FAITHFULNESS TO THE REIGN OF GOD
The Last Week: A Day-by-Day Account of Jesus’ Final Week in Jerusalem
By Marcus J. Borg and John Dominic Crossan
HarperSanFrancisco, 2006. 220 pp. $21.95.
by Kathy Perry
"’Jesus is Lord’ –and the powers of this world are not." According to Marcus Borg and John Dominic Crossan in their new book The Last Week, this is the essential message that Easter affirms. They insist the Jesus of Mark’s Gospel was a God-centred human being who revealed his commitment in both a personal and a politically engaged way. For the authors, Christian commitment imbues personal and political life with religious meaning, involving followers in active discipleship that is both challenging and inviting. In this book, they provide an exegesis of the Gospel according to Mark, focusing on the account of the last week of Jesus’ life.

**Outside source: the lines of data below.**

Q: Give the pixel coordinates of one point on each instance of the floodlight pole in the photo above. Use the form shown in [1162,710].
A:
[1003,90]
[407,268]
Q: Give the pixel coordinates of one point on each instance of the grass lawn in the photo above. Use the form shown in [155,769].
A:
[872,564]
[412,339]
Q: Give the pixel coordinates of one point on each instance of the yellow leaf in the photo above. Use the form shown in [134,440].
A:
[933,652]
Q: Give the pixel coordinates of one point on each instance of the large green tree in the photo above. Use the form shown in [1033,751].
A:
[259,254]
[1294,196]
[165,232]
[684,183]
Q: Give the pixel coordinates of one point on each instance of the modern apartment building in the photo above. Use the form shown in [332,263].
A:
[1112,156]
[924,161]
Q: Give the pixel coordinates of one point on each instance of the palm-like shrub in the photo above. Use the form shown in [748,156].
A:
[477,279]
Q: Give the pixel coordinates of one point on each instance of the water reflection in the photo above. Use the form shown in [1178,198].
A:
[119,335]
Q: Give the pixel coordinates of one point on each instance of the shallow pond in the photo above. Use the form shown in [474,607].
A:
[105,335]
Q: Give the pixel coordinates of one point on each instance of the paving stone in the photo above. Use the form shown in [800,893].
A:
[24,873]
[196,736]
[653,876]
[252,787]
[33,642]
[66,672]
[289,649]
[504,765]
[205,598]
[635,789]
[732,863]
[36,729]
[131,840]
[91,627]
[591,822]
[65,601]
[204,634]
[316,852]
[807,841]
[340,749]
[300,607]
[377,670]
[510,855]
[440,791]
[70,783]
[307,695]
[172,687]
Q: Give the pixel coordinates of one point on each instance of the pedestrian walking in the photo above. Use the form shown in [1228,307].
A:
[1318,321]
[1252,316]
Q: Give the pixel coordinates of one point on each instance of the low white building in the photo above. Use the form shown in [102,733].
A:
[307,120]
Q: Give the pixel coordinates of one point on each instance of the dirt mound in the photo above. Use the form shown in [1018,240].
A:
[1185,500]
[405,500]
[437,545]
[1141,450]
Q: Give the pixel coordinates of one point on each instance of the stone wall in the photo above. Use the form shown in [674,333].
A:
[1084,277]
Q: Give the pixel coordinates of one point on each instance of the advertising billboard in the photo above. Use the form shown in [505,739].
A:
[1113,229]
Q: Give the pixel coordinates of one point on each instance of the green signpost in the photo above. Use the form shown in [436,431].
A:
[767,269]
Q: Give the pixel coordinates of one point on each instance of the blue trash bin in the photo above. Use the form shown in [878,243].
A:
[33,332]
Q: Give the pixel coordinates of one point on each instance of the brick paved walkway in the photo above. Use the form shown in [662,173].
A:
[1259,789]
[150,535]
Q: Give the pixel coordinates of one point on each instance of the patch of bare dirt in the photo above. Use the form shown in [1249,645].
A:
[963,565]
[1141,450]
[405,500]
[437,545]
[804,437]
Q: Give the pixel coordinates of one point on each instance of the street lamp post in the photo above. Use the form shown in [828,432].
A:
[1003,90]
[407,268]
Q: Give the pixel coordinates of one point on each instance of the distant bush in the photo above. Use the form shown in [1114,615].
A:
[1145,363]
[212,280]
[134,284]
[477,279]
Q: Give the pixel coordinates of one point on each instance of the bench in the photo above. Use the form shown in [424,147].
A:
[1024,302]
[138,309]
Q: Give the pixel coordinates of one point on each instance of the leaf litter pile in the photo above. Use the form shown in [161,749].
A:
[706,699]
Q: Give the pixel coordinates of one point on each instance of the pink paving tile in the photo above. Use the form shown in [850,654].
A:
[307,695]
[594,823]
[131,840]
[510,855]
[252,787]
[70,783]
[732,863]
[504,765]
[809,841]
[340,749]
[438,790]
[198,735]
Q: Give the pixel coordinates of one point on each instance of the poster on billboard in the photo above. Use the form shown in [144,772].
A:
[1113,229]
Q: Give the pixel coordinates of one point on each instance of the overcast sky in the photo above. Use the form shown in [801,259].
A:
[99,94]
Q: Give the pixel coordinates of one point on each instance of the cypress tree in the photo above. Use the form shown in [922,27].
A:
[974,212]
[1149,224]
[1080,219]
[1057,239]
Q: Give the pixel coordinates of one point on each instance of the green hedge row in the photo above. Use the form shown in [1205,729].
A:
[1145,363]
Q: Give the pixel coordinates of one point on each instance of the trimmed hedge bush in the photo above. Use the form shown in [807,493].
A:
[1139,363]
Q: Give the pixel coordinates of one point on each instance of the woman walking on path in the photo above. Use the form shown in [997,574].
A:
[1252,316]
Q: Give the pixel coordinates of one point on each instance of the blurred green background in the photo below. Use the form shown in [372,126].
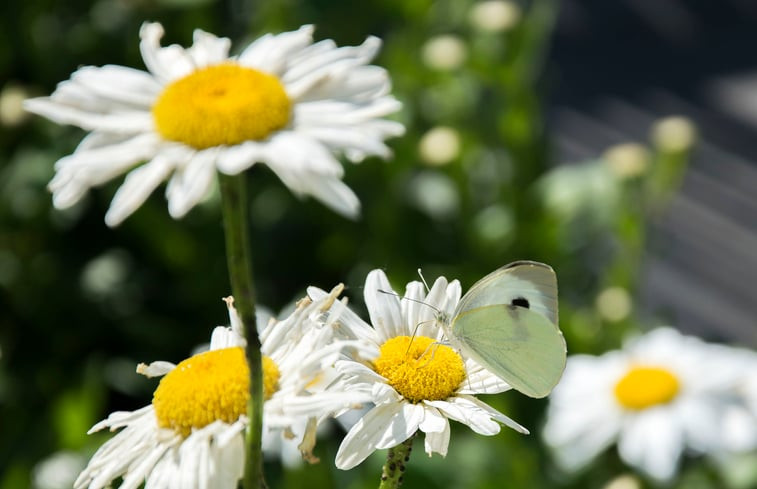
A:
[477,182]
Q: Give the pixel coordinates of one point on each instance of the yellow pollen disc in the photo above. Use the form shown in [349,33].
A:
[424,371]
[644,387]
[224,104]
[210,386]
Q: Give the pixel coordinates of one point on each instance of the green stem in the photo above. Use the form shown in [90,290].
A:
[394,469]
[238,256]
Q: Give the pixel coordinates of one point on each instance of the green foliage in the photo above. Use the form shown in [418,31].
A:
[82,302]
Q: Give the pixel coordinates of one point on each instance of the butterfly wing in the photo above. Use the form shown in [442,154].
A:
[508,322]
[527,284]
[517,344]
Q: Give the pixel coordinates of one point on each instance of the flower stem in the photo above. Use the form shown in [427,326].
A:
[238,257]
[394,469]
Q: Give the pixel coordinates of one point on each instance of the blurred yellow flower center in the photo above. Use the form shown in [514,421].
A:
[210,386]
[419,369]
[644,387]
[221,105]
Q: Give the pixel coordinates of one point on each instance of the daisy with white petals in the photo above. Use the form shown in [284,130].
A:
[284,101]
[192,435]
[663,395]
[415,382]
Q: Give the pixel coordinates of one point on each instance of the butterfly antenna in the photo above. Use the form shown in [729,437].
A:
[402,298]
[433,347]
[415,330]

Many people today understand our world as a more or less integral network of national governments. The power relations that bind nations together are complex and difficult to understand. The "normalcy of civilization" –to use a phrase from the book– is the domination system. In other words, organizing societies in this way is "what most commonly happens." In the apocalyptic imagination, a system based upon principles of domination and exploitation assumes a concrete form in an all-powerful system of global domination. This monstrous system is the modern version of the Pax Romana: An inherently violent method by which peaceful coexistence is sought, but where, as Foucault stated, silence about oppression and injustice is the shield behind which the powerful work. Religion either collaborates with those who wield power through the organized use of violence, or it organizes itself as a resistance to domination systems. The activity of resisting violence and injustice brings to birth new societies. Responsibility for one another is mediated according to covenant imperatives of inclusion, justice, mercy, and compassion.